La télémédecine accélère l'accès aux soins au Nunavik
Une histoire de réussite du DSE
La réalité des soins médicaux au Nunavik est très différente de celle qu'on connaît dans le sud du Québec. L'éloignement et l'isolement géographique de la région, en plus du faible taux de population, font en sorte que les ressources spécialisées, tant professionnelles que techniques, ne sont pas toujours disponibles. Plus de 1200 transferts de patients par année vers les centres urbains pour des soins spécialisés ou d'urgence sont effectués, un grand nombre d'entre eux en raison de la non-disponibilité des ressources et de l'information clinique pertinente.
Dre Nathalie Boulanger en sait quelque chose! En effet, elle vit et pratique la médecine générale au Nunavik depuis 16 ans. Elle travaille au centre de santé Tulattavik de l'Ungava, à Kuujjuaq, qui dessert les quelque 4000 habitants de cette communauté et de celles de la baie d'Ungava. L'arrivée de la téléradiologie et de la télé-échographie rénale et cardiaque a constitué un virage important : « Avant, explique Dre Boulanger, lorsqu'une femme enceinte avait des problèmes, il fallait nécessairement la transférer à bord d'un vol commercial vers un centre hospitalier de Montréal.

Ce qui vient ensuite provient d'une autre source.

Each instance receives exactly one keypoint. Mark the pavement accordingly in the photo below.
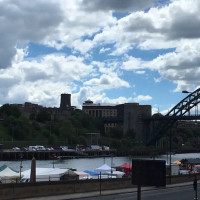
(105, 192)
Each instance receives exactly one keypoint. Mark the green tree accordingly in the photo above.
(8, 110)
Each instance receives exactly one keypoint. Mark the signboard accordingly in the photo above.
(148, 172)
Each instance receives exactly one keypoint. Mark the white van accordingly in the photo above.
(36, 148)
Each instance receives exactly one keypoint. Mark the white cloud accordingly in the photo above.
(107, 82)
(140, 98)
(103, 50)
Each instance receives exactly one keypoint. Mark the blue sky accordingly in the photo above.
(113, 51)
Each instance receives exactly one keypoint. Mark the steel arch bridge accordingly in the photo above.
(182, 111)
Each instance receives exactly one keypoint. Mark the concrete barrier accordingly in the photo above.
(25, 190)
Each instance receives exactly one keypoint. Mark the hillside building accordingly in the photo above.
(128, 115)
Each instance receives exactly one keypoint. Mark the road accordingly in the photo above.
(182, 193)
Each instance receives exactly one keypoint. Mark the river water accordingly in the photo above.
(82, 164)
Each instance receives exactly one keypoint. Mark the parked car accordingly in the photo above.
(195, 169)
(16, 148)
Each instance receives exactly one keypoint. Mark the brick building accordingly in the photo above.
(129, 115)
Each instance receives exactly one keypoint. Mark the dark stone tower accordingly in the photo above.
(65, 101)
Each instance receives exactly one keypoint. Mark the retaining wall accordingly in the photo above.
(25, 190)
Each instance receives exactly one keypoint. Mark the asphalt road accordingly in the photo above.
(177, 193)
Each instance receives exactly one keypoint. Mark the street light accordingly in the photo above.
(21, 157)
(185, 91)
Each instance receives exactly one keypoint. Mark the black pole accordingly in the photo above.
(100, 184)
(195, 187)
(170, 157)
(138, 192)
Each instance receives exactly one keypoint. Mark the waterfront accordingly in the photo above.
(81, 164)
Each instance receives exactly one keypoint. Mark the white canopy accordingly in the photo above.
(118, 174)
(103, 168)
(82, 175)
(44, 174)
(8, 174)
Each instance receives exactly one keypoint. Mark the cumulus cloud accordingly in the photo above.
(116, 5)
(107, 82)
(140, 98)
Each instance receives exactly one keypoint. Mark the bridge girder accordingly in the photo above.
(178, 112)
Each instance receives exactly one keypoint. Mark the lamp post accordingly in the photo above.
(185, 91)
(21, 166)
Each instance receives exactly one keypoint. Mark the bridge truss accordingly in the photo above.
(182, 111)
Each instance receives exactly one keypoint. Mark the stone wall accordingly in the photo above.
(25, 190)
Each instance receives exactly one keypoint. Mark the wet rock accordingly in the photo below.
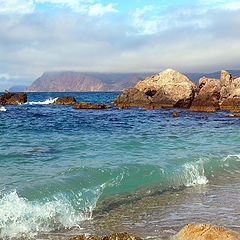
(65, 100)
(132, 97)
(175, 114)
(116, 236)
(13, 98)
(169, 88)
(207, 98)
(234, 115)
(86, 105)
(206, 232)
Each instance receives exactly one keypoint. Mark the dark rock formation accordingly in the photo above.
(86, 105)
(116, 236)
(206, 232)
(132, 97)
(208, 95)
(13, 98)
(65, 100)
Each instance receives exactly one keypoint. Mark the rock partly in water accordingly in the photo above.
(65, 100)
(13, 98)
(116, 236)
(206, 232)
(208, 95)
(234, 115)
(132, 97)
(168, 88)
(86, 105)
(175, 114)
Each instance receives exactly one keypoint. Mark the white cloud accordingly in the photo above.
(99, 10)
(17, 6)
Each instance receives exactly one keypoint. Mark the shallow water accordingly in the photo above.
(65, 171)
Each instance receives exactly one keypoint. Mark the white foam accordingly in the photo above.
(23, 218)
(47, 101)
(194, 174)
(3, 109)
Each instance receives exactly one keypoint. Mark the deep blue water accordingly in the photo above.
(58, 163)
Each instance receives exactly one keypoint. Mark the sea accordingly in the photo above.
(67, 172)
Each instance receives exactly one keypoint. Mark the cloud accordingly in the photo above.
(16, 6)
(99, 10)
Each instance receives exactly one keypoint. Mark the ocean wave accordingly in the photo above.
(3, 109)
(47, 101)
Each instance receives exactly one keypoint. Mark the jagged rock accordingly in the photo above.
(226, 78)
(175, 114)
(116, 236)
(132, 97)
(13, 98)
(206, 232)
(234, 115)
(168, 88)
(86, 105)
(207, 99)
(65, 100)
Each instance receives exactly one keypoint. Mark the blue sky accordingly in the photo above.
(116, 36)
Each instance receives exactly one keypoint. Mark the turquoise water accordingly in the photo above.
(59, 165)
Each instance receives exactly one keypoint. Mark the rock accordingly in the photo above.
(207, 98)
(232, 103)
(175, 114)
(226, 78)
(234, 115)
(116, 236)
(86, 105)
(170, 87)
(65, 100)
(132, 97)
(13, 98)
(206, 232)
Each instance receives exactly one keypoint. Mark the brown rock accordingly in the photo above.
(226, 78)
(65, 100)
(172, 88)
(132, 97)
(13, 98)
(207, 99)
(234, 115)
(175, 114)
(206, 232)
(86, 105)
(116, 236)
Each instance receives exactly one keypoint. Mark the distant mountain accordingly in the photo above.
(18, 88)
(84, 82)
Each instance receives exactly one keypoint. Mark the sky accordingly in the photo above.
(116, 36)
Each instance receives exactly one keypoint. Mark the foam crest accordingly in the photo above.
(3, 109)
(23, 218)
(47, 101)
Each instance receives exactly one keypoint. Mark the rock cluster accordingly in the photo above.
(86, 105)
(13, 98)
(65, 100)
(172, 89)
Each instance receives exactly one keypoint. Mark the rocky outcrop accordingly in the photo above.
(207, 96)
(86, 105)
(206, 232)
(116, 236)
(65, 100)
(168, 88)
(13, 98)
(132, 97)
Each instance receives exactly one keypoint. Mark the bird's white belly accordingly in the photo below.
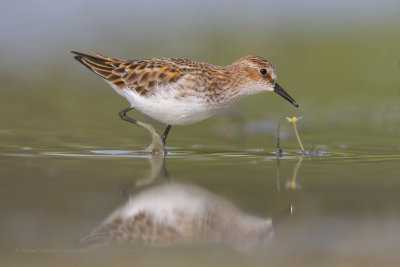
(170, 110)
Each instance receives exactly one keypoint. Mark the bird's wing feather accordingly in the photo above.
(139, 75)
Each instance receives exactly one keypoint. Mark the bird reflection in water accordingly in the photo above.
(172, 214)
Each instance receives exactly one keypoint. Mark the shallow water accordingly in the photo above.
(69, 165)
(339, 207)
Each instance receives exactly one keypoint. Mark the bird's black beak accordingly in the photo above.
(279, 90)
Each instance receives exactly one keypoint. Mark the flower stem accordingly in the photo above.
(298, 137)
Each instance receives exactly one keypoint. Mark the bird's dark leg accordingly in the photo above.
(157, 144)
(123, 116)
(165, 134)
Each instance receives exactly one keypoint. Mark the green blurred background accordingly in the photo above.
(339, 60)
(64, 151)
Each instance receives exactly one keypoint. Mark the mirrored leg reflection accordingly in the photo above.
(176, 213)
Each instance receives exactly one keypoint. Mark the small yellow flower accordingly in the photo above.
(293, 119)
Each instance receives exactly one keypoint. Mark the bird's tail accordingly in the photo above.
(99, 64)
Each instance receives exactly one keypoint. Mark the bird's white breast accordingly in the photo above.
(167, 107)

Aujourd'hui, c'est une gynécologue de l'hôpital Royal-Victoria qui examine la patiente à distance et interprète les résultats, en temps réel, sur écran, en guidant la technologiste médicale sur place. » Ce type d'intervention est rendu possible grâce à un dossier de santé électronique (DSE) et à un système de vidéoconférence par satellite, couplé à des appareils médicaux, comme un appareil d'échographie.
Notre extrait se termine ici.